かれこれ5年前ほどから私は車の運転を控えていた。

運転するとすれば、殆ど、子供の大会でハイウェイの長距離運転のみ。

めまいが始まったころは本当にひどく、運転できる状態ではなかったし、一度怖い思いをしてから、やめてしまったのだ。緊急以外は。

この初夏、友達のお母さんの病気で、緊急に呼び出された、私は、選択の余地がないまま車に乗り込み、子供と向かった彼女の家。

いわゆる「火事場のバカ力」とはこのことだなあと、改めて思う。

自分がどうやってたどり着いたのか、もう覚えていない。ただただ、必死に車を走らせていたし、ただただ自分に「めまい、くるな」を言い聞かせ。苦手な車線変更、一番嫌いな交差点を通過すること、全てクリアしていた。

2か月弱通った30分ほどの道。今では、少し運転するようになり、運転範囲も少しずつではあるけれど、広がった。

けれど、心臓の疾患が見つかってから振り出しに戻りつつも、ごくごく近所の運転は続けた。

今日は友達のお母さんの月命日だ。もう4か月もたつ。

月命日には、私はどんなことがあっても花を持っていく。今日も、心臓のエコーのアポイントメントの後、花を買い、彼女の家に向かった。

この夏通い続けた「いつもの道」

熱い日差しで私の左腕は真っ黒だった。トラックドライバーのように。長い湖の横の道をひたすら運転していく道すがら、ラジオからよく聞こえてきたのはハリー・スタイルの「Watermelon sugar high」だ。毎日のように、それも2,3回聞くことも当たり前。子供に「こんなあほらしい歌信じられない」とつぶやいていた自分。でも、ある日、精神的にきつく、テンションを上げるために、大声で歌って湖沿いの道を走った日もあった。

意外に助けられらのだ。あのかったるい、歌い方でも。私もスイカの甘さでハイになりたいものだ、とつぶやきながら。


あれから4か月。ラジオから聞こえてくるクリスマスソング。ボリュームの音量を「大」にして振り出した雪を見る。

去年の12月、自分がこうして30分の距離を当たり前のように、運転していることがあっただろうか。

去年の12月、自分の心臓があまりよくない状態だと思うことがあっただろうか。

去年の12月、元気一杯だった友達のお母さんがなくなってしまうなんて思っただろうか。

人生は本当にわからない、と改めて思った。


私はクリスマスの飾りを町中でみつつ、住宅街に入ると、各家庭の飾りつけに癒されつつ、彼女の家にたどり着いた。

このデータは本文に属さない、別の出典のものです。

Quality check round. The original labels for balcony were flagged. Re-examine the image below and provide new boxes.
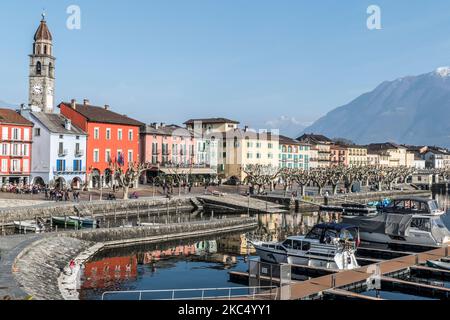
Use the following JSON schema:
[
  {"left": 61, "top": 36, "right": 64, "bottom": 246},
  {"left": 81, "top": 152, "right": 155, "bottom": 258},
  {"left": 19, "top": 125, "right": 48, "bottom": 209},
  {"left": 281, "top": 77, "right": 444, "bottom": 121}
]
[
  {"left": 75, "top": 150, "right": 84, "bottom": 158},
  {"left": 53, "top": 167, "right": 86, "bottom": 174}
]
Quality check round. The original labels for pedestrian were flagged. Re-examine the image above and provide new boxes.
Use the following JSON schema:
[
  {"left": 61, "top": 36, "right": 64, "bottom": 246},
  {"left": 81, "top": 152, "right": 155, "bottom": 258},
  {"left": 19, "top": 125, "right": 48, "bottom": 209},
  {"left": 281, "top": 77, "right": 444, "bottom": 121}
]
[{"left": 69, "top": 259, "right": 75, "bottom": 275}]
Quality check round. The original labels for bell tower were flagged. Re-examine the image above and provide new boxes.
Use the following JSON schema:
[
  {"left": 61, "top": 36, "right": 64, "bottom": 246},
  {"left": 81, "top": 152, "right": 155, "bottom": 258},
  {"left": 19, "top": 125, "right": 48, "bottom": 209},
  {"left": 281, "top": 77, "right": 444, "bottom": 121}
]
[{"left": 28, "top": 13, "right": 56, "bottom": 113}]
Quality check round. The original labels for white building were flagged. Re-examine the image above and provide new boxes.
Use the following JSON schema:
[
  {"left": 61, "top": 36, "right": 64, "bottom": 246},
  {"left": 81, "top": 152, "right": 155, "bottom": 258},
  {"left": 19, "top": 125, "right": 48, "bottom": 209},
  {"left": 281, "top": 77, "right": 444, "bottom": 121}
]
[{"left": 21, "top": 108, "right": 87, "bottom": 189}]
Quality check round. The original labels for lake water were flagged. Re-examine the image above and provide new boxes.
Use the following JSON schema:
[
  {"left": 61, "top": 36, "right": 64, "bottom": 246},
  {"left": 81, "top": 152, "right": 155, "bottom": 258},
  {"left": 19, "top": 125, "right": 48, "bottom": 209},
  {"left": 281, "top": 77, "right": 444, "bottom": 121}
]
[{"left": 80, "top": 195, "right": 450, "bottom": 300}]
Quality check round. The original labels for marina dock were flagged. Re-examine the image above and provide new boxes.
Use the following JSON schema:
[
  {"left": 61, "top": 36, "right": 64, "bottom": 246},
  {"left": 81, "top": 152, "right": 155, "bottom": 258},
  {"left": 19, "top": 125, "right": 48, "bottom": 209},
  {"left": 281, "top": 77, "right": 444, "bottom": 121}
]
[
  {"left": 230, "top": 246, "right": 450, "bottom": 300},
  {"left": 197, "top": 194, "right": 288, "bottom": 213}
]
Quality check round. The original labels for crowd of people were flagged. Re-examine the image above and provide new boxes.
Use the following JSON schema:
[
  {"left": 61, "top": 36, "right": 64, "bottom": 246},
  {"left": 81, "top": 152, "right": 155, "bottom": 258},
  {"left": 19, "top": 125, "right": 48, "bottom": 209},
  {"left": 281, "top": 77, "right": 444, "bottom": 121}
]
[
  {"left": 44, "top": 187, "right": 80, "bottom": 202},
  {"left": 2, "top": 183, "right": 44, "bottom": 194}
]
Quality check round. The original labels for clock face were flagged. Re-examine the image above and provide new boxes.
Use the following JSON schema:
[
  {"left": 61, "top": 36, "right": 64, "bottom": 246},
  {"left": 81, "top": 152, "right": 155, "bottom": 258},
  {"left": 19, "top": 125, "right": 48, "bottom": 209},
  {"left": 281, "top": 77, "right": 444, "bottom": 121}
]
[{"left": 33, "top": 84, "right": 42, "bottom": 94}]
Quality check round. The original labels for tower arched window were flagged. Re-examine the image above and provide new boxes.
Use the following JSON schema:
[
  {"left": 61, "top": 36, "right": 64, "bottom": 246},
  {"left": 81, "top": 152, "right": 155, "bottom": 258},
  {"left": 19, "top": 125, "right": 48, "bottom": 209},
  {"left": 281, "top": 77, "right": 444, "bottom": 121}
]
[
  {"left": 36, "top": 61, "right": 42, "bottom": 75},
  {"left": 48, "top": 62, "right": 55, "bottom": 78}
]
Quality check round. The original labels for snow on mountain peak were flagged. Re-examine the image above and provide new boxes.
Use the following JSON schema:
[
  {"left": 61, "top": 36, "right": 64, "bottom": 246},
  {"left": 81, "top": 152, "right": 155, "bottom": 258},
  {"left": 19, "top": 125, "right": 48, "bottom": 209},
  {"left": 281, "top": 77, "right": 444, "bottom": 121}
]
[{"left": 436, "top": 67, "right": 450, "bottom": 78}]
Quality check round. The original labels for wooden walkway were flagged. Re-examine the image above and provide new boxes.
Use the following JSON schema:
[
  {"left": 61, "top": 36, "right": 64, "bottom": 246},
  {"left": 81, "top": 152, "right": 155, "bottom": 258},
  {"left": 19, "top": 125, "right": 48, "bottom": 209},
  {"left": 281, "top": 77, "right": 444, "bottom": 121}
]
[
  {"left": 197, "top": 194, "right": 288, "bottom": 213},
  {"left": 230, "top": 246, "right": 450, "bottom": 300},
  {"left": 290, "top": 247, "right": 448, "bottom": 300}
]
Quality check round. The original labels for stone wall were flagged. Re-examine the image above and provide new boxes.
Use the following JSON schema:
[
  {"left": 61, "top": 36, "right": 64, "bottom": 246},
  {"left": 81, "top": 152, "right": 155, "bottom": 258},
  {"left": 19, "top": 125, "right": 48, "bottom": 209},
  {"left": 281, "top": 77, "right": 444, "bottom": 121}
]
[
  {"left": 65, "top": 218, "right": 258, "bottom": 243},
  {"left": 12, "top": 218, "right": 258, "bottom": 300},
  {"left": 0, "top": 198, "right": 194, "bottom": 223}
]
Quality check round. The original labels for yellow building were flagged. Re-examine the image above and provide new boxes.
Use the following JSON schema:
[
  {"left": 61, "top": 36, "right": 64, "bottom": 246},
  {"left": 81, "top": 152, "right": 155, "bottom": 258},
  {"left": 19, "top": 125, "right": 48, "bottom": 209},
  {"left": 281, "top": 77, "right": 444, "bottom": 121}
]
[
  {"left": 184, "top": 118, "right": 279, "bottom": 181},
  {"left": 368, "top": 142, "right": 414, "bottom": 167},
  {"left": 223, "top": 128, "right": 279, "bottom": 181},
  {"left": 347, "top": 145, "right": 367, "bottom": 167},
  {"left": 297, "top": 134, "right": 333, "bottom": 168}
]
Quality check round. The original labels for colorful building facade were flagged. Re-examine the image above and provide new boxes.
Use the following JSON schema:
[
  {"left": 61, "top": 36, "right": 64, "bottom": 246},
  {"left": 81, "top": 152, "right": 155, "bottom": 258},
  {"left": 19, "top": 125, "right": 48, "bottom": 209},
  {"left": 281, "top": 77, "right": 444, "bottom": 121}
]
[
  {"left": 0, "top": 109, "right": 33, "bottom": 186},
  {"left": 59, "top": 100, "right": 144, "bottom": 188},
  {"left": 278, "top": 135, "right": 311, "bottom": 170}
]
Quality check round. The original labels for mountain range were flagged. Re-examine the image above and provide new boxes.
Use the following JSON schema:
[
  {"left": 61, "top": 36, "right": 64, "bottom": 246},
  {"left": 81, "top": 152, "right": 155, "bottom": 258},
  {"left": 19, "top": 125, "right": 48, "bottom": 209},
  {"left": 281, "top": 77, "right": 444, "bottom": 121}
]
[{"left": 299, "top": 67, "right": 450, "bottom": 147}]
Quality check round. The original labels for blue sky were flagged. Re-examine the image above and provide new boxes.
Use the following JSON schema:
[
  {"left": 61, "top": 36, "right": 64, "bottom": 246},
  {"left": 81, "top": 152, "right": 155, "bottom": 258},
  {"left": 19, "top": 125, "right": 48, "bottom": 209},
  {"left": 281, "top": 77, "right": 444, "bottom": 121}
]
[{"left": 0, "top": 0, "right": 450, "bottom": 134}]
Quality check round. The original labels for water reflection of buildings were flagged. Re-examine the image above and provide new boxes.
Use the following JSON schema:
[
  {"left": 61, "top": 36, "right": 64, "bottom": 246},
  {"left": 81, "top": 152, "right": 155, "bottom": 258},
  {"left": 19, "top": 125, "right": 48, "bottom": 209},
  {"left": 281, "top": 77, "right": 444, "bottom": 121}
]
[
  {"left": 256, "top": 212, "right": 336, "bottom": 242},
  {"left": 140, "top": 240, "right": 237, "bottom": 264},
  {"left": 217, "top": 234, "right": 256, "bottom": 255},
  {"left": 82, "top": 255, "right": 137, "bottom": 289}
]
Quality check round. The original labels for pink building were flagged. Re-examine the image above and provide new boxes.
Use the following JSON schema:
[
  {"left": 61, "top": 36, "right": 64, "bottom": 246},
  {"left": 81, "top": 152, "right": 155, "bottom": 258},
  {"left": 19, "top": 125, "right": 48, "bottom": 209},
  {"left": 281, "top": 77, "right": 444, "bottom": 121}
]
[{"left": 140, "top": 123, "right": 194, "bottom": 179}]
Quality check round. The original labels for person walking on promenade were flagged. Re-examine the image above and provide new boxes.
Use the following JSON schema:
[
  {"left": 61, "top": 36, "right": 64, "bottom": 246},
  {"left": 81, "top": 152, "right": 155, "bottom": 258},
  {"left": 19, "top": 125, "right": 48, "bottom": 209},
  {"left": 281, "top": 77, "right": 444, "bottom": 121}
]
[{"left": 69, "top": 259, "right": 75, "bottom": 275}]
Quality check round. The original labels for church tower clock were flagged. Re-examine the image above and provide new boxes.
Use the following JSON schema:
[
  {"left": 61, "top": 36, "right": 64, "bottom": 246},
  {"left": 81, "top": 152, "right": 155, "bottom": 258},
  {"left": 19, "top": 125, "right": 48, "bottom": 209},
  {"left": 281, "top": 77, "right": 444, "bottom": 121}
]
[{"left": 29, "top": 14, "right": 56, "bottom": 113}]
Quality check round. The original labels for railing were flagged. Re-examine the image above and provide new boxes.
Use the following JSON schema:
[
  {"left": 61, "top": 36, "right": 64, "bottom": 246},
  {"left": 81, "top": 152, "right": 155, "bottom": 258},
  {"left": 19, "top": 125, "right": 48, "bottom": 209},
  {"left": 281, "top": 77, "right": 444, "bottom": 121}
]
[
  {"left": 53, "top": 167, "right": 86, "bottom": 174},
  {"left": 102, "top": 286, "right": 278, "bottom": 301},
  {"left": 75, "top": 150, "right": 84, "bottom": 157}
]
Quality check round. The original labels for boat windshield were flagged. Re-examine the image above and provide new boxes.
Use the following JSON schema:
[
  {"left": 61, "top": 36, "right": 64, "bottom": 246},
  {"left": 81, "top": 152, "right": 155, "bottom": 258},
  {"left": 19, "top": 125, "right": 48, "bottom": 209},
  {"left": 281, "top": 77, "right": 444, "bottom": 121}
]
[
  {"left": 431, "top": 217, "right": 447, "bottom": 229},
  {"left": 339, "top": 228, "right": 358, "bottom": 241},
  {"left": 411, "top": 218, "right": 431, "bottom": 232},
  {"left": 428, "top": 200, "right": 439, "bottom": 211}
]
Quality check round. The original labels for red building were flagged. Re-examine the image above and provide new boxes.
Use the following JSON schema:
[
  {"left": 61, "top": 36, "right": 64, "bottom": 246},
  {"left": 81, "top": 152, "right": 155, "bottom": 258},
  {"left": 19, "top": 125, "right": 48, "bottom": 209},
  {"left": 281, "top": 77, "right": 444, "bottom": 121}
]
[
  {"left": 0, "top": 109, "right": 34, "bottom": 187},
  {"left": 59, "top": 100, "right": 144, "bottom": 188}
]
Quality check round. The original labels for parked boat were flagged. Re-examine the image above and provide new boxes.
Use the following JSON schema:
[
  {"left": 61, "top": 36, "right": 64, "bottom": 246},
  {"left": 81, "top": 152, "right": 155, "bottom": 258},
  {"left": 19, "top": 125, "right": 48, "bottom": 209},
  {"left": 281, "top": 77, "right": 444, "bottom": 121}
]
[
  {"left": 342, "top": 198, "right": 450, "bottom": 246},
  {"left": 427, "top": 260, "right": 450, "bottom": 270},
  {"left": 249, "top": 223, "right": 359, "bottom": 270},
  {"left": 137, "top": 222, "right": 161, "bottom": 227},
  {"left": 52, "top": 217, "right": 81, "bottom": 228},
  {"left": 69, "top": 216, "right": 100, "bottom": 229},
  {"left": 14, "top": 220, "right": 45, "bottom": 233}
]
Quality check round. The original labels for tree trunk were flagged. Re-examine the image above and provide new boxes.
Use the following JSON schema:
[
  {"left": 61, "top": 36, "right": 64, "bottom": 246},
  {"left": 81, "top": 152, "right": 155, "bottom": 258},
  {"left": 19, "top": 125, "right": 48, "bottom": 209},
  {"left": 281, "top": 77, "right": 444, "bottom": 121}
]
[
  {"left": 333, "top": 184, "right": 337, "bottom": 195},
  {"left": 317, "top": 185, "right": 323, "bottom": 196},
  {"left": 123, "top": 185, "right": 130, "bottom": 200}
]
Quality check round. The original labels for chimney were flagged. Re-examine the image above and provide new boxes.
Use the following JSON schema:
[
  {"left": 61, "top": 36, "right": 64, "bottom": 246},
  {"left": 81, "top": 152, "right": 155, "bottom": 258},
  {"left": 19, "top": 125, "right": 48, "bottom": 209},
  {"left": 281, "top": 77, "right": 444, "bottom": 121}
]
[{"left": 64, "top": 119, "right": 72, "bottom": 131}]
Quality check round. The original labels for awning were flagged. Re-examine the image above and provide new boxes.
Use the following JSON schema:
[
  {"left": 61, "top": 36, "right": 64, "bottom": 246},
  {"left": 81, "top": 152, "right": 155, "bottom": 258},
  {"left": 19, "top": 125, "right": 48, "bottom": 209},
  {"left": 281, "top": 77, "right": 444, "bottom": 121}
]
[{"left": 159, "top": 168, "right": 217, "bottom": 175}]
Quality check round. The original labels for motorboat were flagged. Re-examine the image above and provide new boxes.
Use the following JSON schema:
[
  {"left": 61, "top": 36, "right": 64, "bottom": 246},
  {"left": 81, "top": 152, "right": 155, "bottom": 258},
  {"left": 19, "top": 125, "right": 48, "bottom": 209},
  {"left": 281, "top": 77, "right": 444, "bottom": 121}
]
[
  {"left": 249, "top": 223, "right": 359, "bottom": 270},
  {"left": 342, "top": 198, "right": 450, "bottom": 246},
  {"left": 69, "top": 216, "right": 100, "bottom": 229},
  {"left": 427, "top": 260, "right": 450, "bottom": 271},
  {"left": 14, "top": 220, "right": 45, "bottom": 233},
  {"left": 52, "top": 216, "right": 99, "bottom": 229},
  {"left": 380, "top": 197, "right": 445, "bottom": 216}
]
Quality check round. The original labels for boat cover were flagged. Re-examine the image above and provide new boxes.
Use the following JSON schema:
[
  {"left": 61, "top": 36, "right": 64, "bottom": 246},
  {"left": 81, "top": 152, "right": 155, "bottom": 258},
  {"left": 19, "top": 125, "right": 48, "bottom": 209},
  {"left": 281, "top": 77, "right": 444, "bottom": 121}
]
[
  {"left": 342, "top": 213, "right": 412, "bottom": 236},
  {"left": 385, "top": 213, "right": 412, "bottom": 237}
]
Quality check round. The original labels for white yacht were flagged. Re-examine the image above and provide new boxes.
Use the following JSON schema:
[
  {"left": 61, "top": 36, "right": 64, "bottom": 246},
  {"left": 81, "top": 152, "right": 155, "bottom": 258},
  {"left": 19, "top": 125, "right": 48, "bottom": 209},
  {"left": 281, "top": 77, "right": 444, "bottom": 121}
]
[
  {"left": 342, "top": 198, "right": 450, "bottom": 246},
  {"left": 249, "top": 223, "right": 359, "bottom": 270}
]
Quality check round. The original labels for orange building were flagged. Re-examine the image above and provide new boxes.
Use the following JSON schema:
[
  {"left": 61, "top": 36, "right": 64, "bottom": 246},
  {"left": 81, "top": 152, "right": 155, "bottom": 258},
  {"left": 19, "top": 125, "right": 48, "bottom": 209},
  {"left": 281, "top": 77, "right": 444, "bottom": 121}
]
[
  {"left": 82, "top": 256, "right": 137, "bottom": 289},
  {"left": 0, "top": 109, "right": 34, "bottom": 187},
  {"left": 59, "top": 100, "right": 144, "bottom": 188},
  {"left": 330, "top": 144, "right": 349, "bottom": 167}
]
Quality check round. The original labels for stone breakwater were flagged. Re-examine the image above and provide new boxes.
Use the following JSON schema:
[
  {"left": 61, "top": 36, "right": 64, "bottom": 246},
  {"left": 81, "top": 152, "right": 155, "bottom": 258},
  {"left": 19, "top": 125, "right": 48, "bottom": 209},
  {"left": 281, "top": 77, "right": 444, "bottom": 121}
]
[
  {"left": 0, "top": 197, "right": 194, "bottom": 223},
  {"left": 12, "top": 237, "right": 93, "bottom": 300},
  {"left": 12, "top": 218, "right": 258, "bottom": 300}
]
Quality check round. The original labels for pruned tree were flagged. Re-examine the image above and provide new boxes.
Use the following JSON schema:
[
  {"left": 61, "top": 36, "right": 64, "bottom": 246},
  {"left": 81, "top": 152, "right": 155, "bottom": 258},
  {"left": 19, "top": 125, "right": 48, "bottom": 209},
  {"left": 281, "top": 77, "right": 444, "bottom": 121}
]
[
  {"left": 109, "top": 162, "right": 151, "bottom": 200},
  {"left": 310, "top": 168, "right": 329, "bottom": 195},
  {"left": 324, "top": 166, "right": 345, "bottom": 194},
  {"left": 279, "top": 168, "right": 295, "bottom": 197},
  {"left": 167, "top": 165, "right": 192, "bottom": 196},
  {"left": 292, "top": 169, "right": 311, "bottom": 197},
  {"left": 243, "top": 164, "right": 281, "bottom": 194}
]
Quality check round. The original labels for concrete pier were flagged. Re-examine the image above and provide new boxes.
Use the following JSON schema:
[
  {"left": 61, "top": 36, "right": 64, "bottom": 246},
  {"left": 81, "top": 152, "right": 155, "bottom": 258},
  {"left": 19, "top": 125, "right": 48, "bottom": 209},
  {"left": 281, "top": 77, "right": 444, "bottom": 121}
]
[{"left": 0, "top": 218, "right": 258, "bottom": 300}]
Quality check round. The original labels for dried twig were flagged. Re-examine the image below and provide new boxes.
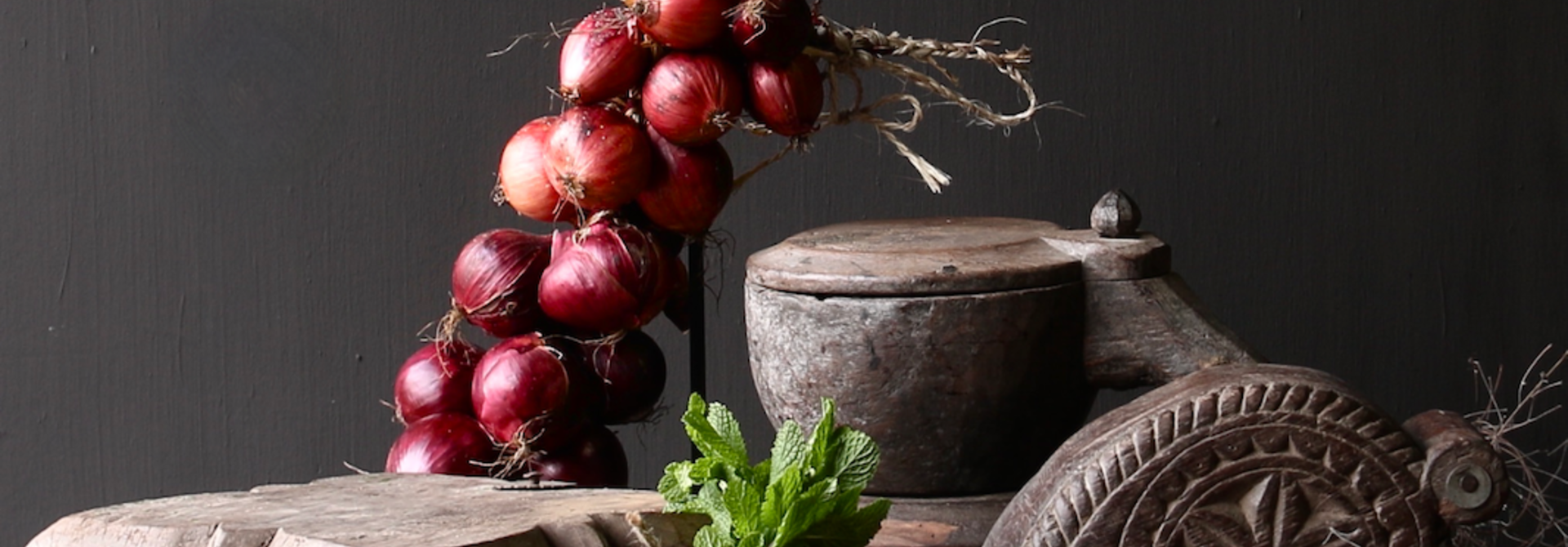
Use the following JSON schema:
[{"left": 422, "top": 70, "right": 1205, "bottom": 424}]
[
  {"left": 808, "top": 17, "right": 1062, "bottom": 193},
  {"left": 1455, "top": 346, "right": 1568, "bottom": 545}
]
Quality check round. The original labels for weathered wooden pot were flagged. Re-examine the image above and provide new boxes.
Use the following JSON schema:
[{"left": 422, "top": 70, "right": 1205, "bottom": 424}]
[{"left": 746, "top": 218, "right": 1094, "bottom": 497}]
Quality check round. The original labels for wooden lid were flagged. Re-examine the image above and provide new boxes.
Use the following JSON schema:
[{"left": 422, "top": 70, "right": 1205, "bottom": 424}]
[{"left": 746, "top": 216, "right": 1084, "bottom": 296}]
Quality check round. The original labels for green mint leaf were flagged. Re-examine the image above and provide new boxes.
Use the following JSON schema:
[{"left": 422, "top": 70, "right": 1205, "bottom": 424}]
[
  {"left": 658, "top": 460, "right": 696, "bottom": 511},
  {"left": 768, "top": 420, "right": 811, "bottom": 484},
  {"left": 707, "top": 398, "right": 750, "bottom": 467},
  {"left": 680, "top": 394, "right": 748, "bottom": 467},
  {"left": 828, "top": 428, "right": 881, "bottom": 491},
  {"left": 760, "top": 465, "right": 804, "bottom": 530},
  {"left": 800, "top": 500, "right": 892, "bottom": 547},
  {"left": 692, "top": 525, "right": 735, "bottom": 547},
  {"left": 724, "top": 469, "right": 762, "bottom": 537},
  {"left": 773, "top": 473, "right": 833, "bottom": 545},
  {"left": 738, "top": 531, "right": 767, "bottom": 547},
  {"left": 658, "top": 395, "right": 888, "bottom": 547},
  {"left": 806, "top": 397, "right": 837, "bottom": 472}
]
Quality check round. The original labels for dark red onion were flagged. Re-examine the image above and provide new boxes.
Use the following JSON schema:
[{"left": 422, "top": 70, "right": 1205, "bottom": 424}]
[
  {"left": 637, "top": 131, "right": 735, "bottom": 237},
  {"left": 385, "top": 414, "right": 500, "bottom": 475},
  {"left": 748, "top": 53, "right": 823, "bottom": 136},
  {"left": 559, "top": 8, "right": 654, "bottom": 105},
  {"left": 528, "top": 425, "right": 630, "bottom": 487},
  {"left": 583, "top": 331, "right": 666, "bottom": 425},
  {"left": 539, "top": 218, "right": 668, "bottom": 332},
  {"left": 452, "top": 227, "right": 550, "bottom": 339},
  {"left": 729, "top": 0, "right": 813, "bottom": 63},
  {"left": 643, "top": 51, "right": 746, "bottom": 146},
  {"left": 472, "top": 334, "right": 604, "bottom": 451},
  {"left": 546, "top": 107, "right": 654, "bottom": 211},
  {"left": 626, "top": 0, "right": 735, "bottom": 50},
  {"left": 496, "top": 116, "right": 577, "bottom": 223},
  {"left": 392, "top": 340, "right": 484, "bottom": 423}
]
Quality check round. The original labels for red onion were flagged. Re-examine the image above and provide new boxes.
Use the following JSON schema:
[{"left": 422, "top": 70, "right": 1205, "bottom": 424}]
[
  {"left": 731, "top": 0, "right": 813, "bottom": 63},
  {"left": 561, "top": 8, "right": 654, "bottom": 105},
  {"left": 626, "top": 0, "right": 735, "bottom": 50},
  {"left": 452, "top": 227, "right": 550, "bottom": 339},
  {"left": 392, "top": 340, "right": 484, "bottom": 423},
  {"left": 643, "top": 51, "right": 746, "bottom": 146},
  {"left": 385, "top": 414, "right": 500, "bottom": 475},
  {"left": 497, "top": 116, "right": 577, "bottom": 223},
  {"left": 750, "top": 53, "right": 823, "bottom": 136},
  {"left": 472, "top": 334, "right": 604, "bottom": 451},
  {"left": 637, "top": 131, "right": 735, "bottom": 237},
  {"left": 528, "top": 425, "right": 630, "bottom": 487},
  {"left": 583, "top": 331, "right": 665, "bottom": 425},
  {"left": 546, "top": 107, "right": 653, "bottom": 210},
  {"left": 539, "top": 218, "right": 668, "bottom": 332}
]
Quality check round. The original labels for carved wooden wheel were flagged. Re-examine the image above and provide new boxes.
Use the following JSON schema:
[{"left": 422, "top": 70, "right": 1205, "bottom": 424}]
[{"left": 987, "top": 365, "right": 1444, "bottom": 547}]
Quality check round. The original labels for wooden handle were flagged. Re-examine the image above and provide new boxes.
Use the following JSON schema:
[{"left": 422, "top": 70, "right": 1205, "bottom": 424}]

急いで戻らないといけない私。クリスマスのオーダーで忙しい友達。

花束を渡して、お互いクリスマス後だね、のんびりと会えるの。と言い合い、のんびりというより、来週の病院の結果で私の状況もわかるから。といい。

「メリークリスマス」

とお互い言い合い。私は彼女の家を後にした。

いろんなことがあった2020年。

わかったことは、いや改めて感じたことは、目の前で起きていることを理解し、受け止めること。逆らわず、流れにのること。

友達のお母さんの死も自分の心臓のことも、納得はいかないし、「どうして!?」と疑問符が沢山ある。

でも、全てにおいて、始まりがあり、終わりがある。原因があり、結果がある。

だからこそ、当たり前の日々をこなすことがとても大事だと思った。

でも、当たり前の日でも、いつもの道でも、季節によって本当に景色が違う。

前にも言ったかもしれない、「四季」というのは日本にしかないものだ。と誰が言ったのだろう、と。まあ、わびさびの観点からはそうとは思うけれど、私は殆どの国にも存在していると思うし、私は今冬の季節を降雪とともに感じている。

そう、熱い日差しの中、Watermelon sugar highを歌った夏を感じていた時と同じように。

同じ道でも違う景色。そして違う自分。

2020年ももう少し。クリスマスまであと8日。

時が過ぎるのは本当に早いものだ。